Ancient heroes powered by technology
In Gilgamesh, the world’s earliest known epic, the hero of the same name invented and used technologies, such as diving weights or sails, to travel to the ends of the world.
As noted by Andrew George, an archaeologist who studies the ancient kingdom of Assyria, the young hero mentioned above has developed new technologies to help him in his quest for fame and immortality. These advances allowed him to engage in previously unknown activities, such as sailing and deep-sea diving.
Another royal hero from Mesopotamia – Lugalbanda was also honored with technological advancements. Lugalbanda improved the technique of making fires by using flints to burn embers and bake bread. The fact that the ancient heroes knew how to use the new tool showed their special ability.

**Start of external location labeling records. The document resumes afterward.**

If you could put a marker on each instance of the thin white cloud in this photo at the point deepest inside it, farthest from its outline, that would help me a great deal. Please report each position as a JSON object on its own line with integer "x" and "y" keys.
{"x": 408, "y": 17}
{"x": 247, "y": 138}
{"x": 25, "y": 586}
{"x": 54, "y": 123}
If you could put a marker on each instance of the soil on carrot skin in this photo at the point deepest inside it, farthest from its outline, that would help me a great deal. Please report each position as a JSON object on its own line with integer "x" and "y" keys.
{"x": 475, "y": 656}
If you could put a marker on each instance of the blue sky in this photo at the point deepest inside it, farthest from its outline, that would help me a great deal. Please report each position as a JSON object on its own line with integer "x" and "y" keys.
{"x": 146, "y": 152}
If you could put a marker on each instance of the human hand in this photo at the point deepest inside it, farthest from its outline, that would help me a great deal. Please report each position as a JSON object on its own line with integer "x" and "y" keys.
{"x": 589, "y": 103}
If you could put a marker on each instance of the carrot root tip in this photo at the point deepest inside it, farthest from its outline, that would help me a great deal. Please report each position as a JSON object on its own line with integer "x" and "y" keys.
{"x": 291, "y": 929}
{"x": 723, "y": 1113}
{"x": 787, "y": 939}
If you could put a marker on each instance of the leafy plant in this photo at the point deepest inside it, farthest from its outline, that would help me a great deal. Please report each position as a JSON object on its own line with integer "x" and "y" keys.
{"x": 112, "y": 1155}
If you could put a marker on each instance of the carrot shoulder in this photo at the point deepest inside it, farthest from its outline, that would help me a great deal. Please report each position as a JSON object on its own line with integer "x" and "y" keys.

Inventions and negative aspects
The Mesopotamian epic does not merely deal with the benefit of cultural and technological advances. In Gilgamesh, the benefits of civilization and urbanization, such as advances in wall technology, are juxtaposed with the negative effects they create, such as destruction of the environment and alienation from the wild world. .
Epics often refer to new technologies being exploited to the service of human conflict and disproportionately serving the interests of those of high social status.
In the Sumerian epics Enmerkar and The Lord of Aratta, the heroic king defeats his enemies by inventing and using transcendent technology: the ability to write on clay tablets.
This invention is said to be related to the Epic of Sargon, in which Sargon avoided a murder plot through his epic reading skills. Although writing on clay tablets was developed at that stage, the use of envelopes to conceal their contents was not yet (hence, good luck to Sargon!).
In one sense, the introduction of new technologies in cuneiform writing reflects contemporary concerns about AI: Concerns about increasing social inequality and its potential use in cyber warfare.
The future of history
Studying the past can help us deepen our understanding of how humans have adapted to modern technology over thousands of years. In contrast, modern technology continues to expand our understanding of history.
In recent years, AI – the newest form of writing – has been used to decipher the oldest: cuneiform writing. For example, the Fragmentarium project uses sophisticated algorithms to determine which pieces of broken cuneiform text belong together; these algorithms predict the text that used to fill the missing parts. AI will likely continue to change the way historians analyze the past.
In the broader academic field, the boundaries of how AI can be used are still unclear. For example, in January, a leading international AI conference banned the use of AI tools for writing scientific articles – although its use in editing articles was accepted.
Consider the limits of technology
Even those who had adapted to early technology, the Mesopotamians, had problems that the technology of the time could not solve.
Climate change is believed to have led to the collapse of the Akkadian Empire, sometimes referred to as the world’s first multinational political entity. And even the cunning Gilgamesh could not escape his own death.
Humans have struggled with how to invent, use, and adapt to technology since our earliest civilizations. In Mesopotamian epic literature, new technology helps heroic individuals overcome accepted limits and develop new skills. However, the technology and knowledge gained are not always evenly distributed.
Learning how to adapt to technological changes in the past helps us to more fully understand the human condition today and can even help us prepare for the future.